Un indicateur géographique de risque d’exposition aux pesticides

Dans le numéro de mai 2025 de Nature Scientific Reports, des chercheurs du Joint Research Centre (JRC, voir un précédent portrait) publient un article sur l’élaboration d’un indicateur de risque d’exposition aux pesticides, pour la France métropolitaine. L’approche qu’ils proposent a vocation à être étendue, à terme, à tout le territoire de l’Union européenne.

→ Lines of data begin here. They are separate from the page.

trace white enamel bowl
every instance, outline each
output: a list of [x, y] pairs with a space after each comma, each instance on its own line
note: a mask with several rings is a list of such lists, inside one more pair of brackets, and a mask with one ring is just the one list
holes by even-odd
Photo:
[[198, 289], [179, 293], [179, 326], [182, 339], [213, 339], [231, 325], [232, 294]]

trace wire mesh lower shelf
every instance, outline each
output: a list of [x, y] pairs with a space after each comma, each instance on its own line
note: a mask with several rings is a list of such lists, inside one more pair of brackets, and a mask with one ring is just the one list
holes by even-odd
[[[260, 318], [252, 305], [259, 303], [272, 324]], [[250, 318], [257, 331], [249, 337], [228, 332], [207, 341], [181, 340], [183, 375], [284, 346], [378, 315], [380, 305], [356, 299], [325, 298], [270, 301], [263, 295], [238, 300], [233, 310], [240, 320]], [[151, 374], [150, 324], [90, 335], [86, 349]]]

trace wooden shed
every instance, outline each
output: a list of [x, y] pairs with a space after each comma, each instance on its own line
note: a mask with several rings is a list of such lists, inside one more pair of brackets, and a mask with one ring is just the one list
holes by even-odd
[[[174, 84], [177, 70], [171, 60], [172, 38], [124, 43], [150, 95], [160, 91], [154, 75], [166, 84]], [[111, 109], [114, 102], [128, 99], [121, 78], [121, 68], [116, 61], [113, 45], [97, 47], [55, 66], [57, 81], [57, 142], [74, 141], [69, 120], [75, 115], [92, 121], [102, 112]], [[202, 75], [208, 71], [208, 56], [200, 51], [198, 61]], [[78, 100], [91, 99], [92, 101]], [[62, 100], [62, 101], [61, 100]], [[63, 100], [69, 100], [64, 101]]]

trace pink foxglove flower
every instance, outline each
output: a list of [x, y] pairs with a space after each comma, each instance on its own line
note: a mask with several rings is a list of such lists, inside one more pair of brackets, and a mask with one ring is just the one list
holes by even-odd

Les données de la Banque nationale des ventes de produits phytosanitaires (BNV-D), collectées auprès des distributeurs, renseignent sur les volumes de produits commercialisés annuellement, ainsi que sur les communes des acheteurs. En se référant aux usages homologués des produits (qui fixent notamment les cultures cibles), les chercheurs ont croisé les informations de cette BNV-D avec les données anonymisées du registre parcellaire graphique, pour répartir les ventes de chaque produit sur les parcelles agricoles, au prorata des surfaces cultivées. Au total, 388 cartes d’usage potentiel, une par substance active, sont ainsi obtenues à l’échelle des parcelles agricoles (disponibles dans les données complémentaires). En combinant l’ensemble de ces informations selon le niveau de toxicité du produit, une projection spatiale du risque d’exposition environnementale aux pesticides est proposée (figure).

Modélisation géographique de l’exposition environnementale aux pesticides

Source : Nature Scientific Reports
Lecture : l’indice d’exposition, ramené sur une échelle de 1 à 100, est obtenu en calculant pour chaque substance active, puis en les additionnant, le ratio entre le niveau de traitement modélisé et le niveau maximal d’exposition acceptable établi par l’Agence européenne de sécurité des aliments (EFSA).

Les chercheurs ont ensuite croisé cet indicateur environnemental avec la localisation réelle de la population française, afin de caractériser le risque d’exposition pour les habitants, et en particulier pour les riverains, résidant à proximité immédiate de parcelles agricoles (figure). Les éventuelles expositions professionnelles supplémentaires ne sont pas comptabilisées. Ils estiment ainsi que 13 % des adultes seraient, en cumul sur un an, exposés à un niveau excessif de pesticides. Les principales cultures contribuant à cette exposition élevée des riverains sont la betterave sucrière, la vigne et l’orge de printemps.

Part de la population adulte exposée aux pesticides du fait de son lieu de résidence
Source : Nature Scientific Reports
Lecture : part de la population adulte exposée, du fait de son lieu de résidence (échelle communale), à un niveau supérieur aux seuils définis comme acceptables par l’EFSA.

Au-delà des indicateurs synthétiques, ces travaux, par substance active, pourraient être intégrés dans des recherches épidémiologiques. Ils préfigurent par ailleurs des analyses à l’échelle européenne.